Dalam laporan tahunan, pengurus koperasi memaparkan capaian finansial yang melampaui ekspektasi. Pendapatan koperasi mencapai 116 persen dari target yang telah direncanakan, menandakan pengelolaan usaha yang dinilai efektif dan produktif.
Kepala Dinas Koperasi Kabupaten Garut, Hendra Siswara Gumilang, memberikan apresiasi atas kinerja pengurus KP-RI Sasakadana. Ia menilai koperasi ini berhasil menjaga kepercayaan anggota sekaligus menunjukkan pertumbuhan usaha yang sehat.
“Secara kinerja sudah sangat baik. Pendapatan meningkat dan jumlah anggota juga bertambah, ini menandakan kepercayaan masyarakat semakin kuat,” ujar Hendra.
Meski demikian, Hendra mencatat adanya tantangan yang perlu segera diantisipasi, khususnya terkait pemenuhan kebutuhan pinjaman anggota. Keterbatasan modal membuat koperasi belum sepenuhnya mampu mengakomodir seluruh permintaan pinjaman.
“Sasakadana belum bisa memenuhi seluruh kebutuhan pinjaman anggota karena keterbatasan modal. Oleh karena itu, pengurus berupaya mencari sumber pendanaan dari luar anggota, tentu tetap sesuai regulasi,” ungkapnya.

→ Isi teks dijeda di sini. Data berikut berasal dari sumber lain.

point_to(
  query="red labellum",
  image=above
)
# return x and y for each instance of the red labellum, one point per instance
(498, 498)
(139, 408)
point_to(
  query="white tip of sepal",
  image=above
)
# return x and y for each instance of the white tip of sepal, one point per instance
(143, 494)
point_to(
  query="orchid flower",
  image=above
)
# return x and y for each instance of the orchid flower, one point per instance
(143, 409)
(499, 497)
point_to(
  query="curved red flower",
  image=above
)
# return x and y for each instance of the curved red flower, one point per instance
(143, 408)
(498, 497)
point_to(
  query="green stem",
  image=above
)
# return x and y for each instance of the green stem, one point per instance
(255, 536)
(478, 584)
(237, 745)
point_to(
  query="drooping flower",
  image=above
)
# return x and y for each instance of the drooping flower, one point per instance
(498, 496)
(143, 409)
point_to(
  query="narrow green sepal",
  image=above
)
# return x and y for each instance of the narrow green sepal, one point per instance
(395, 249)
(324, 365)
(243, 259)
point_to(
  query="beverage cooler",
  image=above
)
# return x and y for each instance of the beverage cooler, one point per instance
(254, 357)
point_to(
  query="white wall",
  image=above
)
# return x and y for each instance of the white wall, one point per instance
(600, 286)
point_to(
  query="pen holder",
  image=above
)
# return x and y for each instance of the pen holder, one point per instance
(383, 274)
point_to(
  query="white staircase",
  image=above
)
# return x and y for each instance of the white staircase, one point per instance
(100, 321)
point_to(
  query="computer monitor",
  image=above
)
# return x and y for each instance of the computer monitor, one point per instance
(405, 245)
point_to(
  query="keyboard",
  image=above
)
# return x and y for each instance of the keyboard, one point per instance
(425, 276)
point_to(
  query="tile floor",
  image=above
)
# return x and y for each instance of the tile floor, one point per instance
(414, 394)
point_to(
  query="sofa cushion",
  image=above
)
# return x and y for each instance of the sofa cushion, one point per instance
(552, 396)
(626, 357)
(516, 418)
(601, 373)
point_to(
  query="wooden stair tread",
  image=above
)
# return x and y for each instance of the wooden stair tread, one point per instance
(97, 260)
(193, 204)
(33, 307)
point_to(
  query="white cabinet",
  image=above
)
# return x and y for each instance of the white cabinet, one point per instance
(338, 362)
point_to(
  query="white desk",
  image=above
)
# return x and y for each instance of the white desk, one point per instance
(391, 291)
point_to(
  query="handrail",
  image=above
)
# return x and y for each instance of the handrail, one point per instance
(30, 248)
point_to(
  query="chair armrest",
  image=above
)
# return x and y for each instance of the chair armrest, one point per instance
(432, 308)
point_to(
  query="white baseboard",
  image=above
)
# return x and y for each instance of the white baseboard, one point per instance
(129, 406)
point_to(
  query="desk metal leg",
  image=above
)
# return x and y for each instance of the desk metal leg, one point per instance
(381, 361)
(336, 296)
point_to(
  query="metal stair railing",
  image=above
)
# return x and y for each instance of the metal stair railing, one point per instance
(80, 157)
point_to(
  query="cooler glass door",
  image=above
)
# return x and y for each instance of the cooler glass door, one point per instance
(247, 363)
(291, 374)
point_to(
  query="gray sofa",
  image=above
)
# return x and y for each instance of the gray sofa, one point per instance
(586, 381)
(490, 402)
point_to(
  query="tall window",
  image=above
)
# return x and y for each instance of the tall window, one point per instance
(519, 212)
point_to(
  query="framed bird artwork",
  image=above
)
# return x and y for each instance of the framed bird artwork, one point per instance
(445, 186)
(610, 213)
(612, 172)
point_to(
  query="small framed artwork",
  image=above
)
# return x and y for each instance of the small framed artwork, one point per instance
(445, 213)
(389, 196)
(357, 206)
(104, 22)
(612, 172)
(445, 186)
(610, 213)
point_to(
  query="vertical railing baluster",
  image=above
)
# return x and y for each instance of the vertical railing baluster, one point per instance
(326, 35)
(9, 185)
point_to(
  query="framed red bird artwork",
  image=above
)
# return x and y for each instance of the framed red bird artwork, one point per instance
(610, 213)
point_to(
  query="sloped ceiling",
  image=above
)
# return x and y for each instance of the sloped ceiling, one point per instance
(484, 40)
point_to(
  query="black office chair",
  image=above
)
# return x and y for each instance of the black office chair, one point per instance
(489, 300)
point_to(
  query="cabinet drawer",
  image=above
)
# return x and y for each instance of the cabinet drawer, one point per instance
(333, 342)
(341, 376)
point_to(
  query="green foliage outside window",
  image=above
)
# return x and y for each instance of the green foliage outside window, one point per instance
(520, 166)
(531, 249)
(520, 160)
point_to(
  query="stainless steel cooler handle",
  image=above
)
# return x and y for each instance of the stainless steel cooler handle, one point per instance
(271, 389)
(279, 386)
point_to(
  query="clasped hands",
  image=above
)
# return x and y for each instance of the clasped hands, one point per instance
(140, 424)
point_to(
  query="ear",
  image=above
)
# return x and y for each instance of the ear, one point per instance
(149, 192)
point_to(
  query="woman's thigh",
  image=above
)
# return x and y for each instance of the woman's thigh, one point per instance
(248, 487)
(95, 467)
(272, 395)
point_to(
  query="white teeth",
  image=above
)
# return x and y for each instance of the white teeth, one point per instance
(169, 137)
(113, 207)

Ia juga menekankan pentingnya diversifikasi unit usaha koperasi agar KP-RI Sasakadana tetap relevan dan adaptif terhadap dinamika ekonomi. Menurutnya, koperasi harus mampu mengelola lebih dari satu unit usaha dengan tetap menerapkan prinsip kehati-hatian.
Di tempat yang sama, Ketua KP-RI Sasakadana Garut, Suhartono, memaparkan bahwa lonjakan pendapatan didorong oleh perputaran jasa simpanan yang sangat produktif. Target perputaran dana sebesar Rp7 miliar berhasil terlampaui hingga mencapai Rp9 miliar.

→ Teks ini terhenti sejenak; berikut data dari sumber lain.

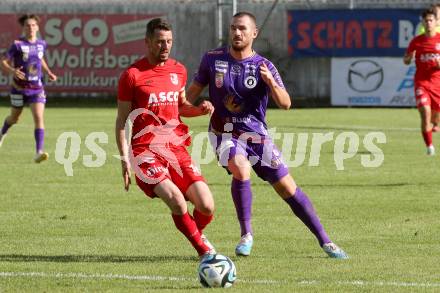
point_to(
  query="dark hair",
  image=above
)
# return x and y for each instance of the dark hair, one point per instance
(25, 17)
(427, 12)
(435, 6)
(157, 23)
(248, 14)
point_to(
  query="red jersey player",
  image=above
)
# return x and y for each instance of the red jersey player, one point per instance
(425, 49)
(151, 93)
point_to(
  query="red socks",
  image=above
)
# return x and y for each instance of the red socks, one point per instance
(188, 227)
(427, 137)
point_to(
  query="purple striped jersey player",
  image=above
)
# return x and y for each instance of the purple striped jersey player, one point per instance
(25, 61)
(240, 82)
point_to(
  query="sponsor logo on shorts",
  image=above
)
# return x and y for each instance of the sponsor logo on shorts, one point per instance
(219, 79)
(250, 82)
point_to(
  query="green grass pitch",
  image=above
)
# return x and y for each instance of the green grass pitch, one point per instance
(84, 233)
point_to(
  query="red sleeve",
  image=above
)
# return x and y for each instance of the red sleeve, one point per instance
(411, 47)
(184, 77)
(126, 86)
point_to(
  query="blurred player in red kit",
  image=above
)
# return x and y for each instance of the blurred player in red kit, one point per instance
(425, 49)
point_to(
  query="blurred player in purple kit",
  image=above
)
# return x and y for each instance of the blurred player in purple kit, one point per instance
(25, 61)
(240, 82)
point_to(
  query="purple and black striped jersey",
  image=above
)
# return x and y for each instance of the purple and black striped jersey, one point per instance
(27, 56)
(236, 90)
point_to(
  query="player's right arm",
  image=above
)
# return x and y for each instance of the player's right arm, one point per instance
(410, 53)
(7, 66)
(125, 97)
(201, 80)
(124, 109)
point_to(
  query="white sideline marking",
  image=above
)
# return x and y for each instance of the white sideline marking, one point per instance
(375, 283)
(171, 278)
(113, 277)
(362, 127)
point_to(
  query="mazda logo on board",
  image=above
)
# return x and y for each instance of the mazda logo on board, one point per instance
(365, 76)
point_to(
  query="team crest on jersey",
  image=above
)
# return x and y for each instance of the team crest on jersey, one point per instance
(174, 79)
(235, 69)
(221, 66)
(250, 82)
(219, 76)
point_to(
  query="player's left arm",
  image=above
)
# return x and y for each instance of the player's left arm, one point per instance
(52, 76)
(279, 94)
(186, 109)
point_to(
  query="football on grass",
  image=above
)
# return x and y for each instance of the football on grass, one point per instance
(217, 270)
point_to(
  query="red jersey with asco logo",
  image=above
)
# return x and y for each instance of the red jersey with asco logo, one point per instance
(155, 91)
(427, 53)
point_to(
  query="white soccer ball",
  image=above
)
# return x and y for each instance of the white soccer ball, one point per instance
(217, 270)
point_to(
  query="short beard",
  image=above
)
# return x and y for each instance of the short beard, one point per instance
(237, 48)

“Pendapatan meningkat lebih dari 15 persen karena jasa simpanan yang berputar sangat baik. Ini menjadi faktor utama melampaui target,” jelas Suhartono.
Ia menambahkan, tren positif ini merupakan kelanjutan dari capaian tahun-tahun sebelumnya. Pada 2023 pendapatan naik 9,6 persen, kemudian melonjak 114 persen di tahun 2024, dan kembali meningkat menjadi 116 persen di 2025.
Selain pendapatan, modal koperasi tumbuh 11,9 persen dibandingkan tahun sebelumnya. Total aset KP-RI Sasakadana kini mencapai lebih dari Rp12 miliar, sementara biaya operasional berhasil ditekan agar tetap sesuai pagu anggaran.
Dari sisi keanggotaan, koperasi juga menunjukkan pertumbuhan stabil. Jumlah anggota meningkat 5 persen pada 2025, sehingga total anggota per akhir Desember mencapai 947 orang.
“Terima kasih kepada seluruh anggota yang aktif membayar simpanan dan memanfaatkan layanan simpan pinjam. Partisipasi anggota menjadi kunci roda usaha koperasi terus berputar,” tutup Suhartono.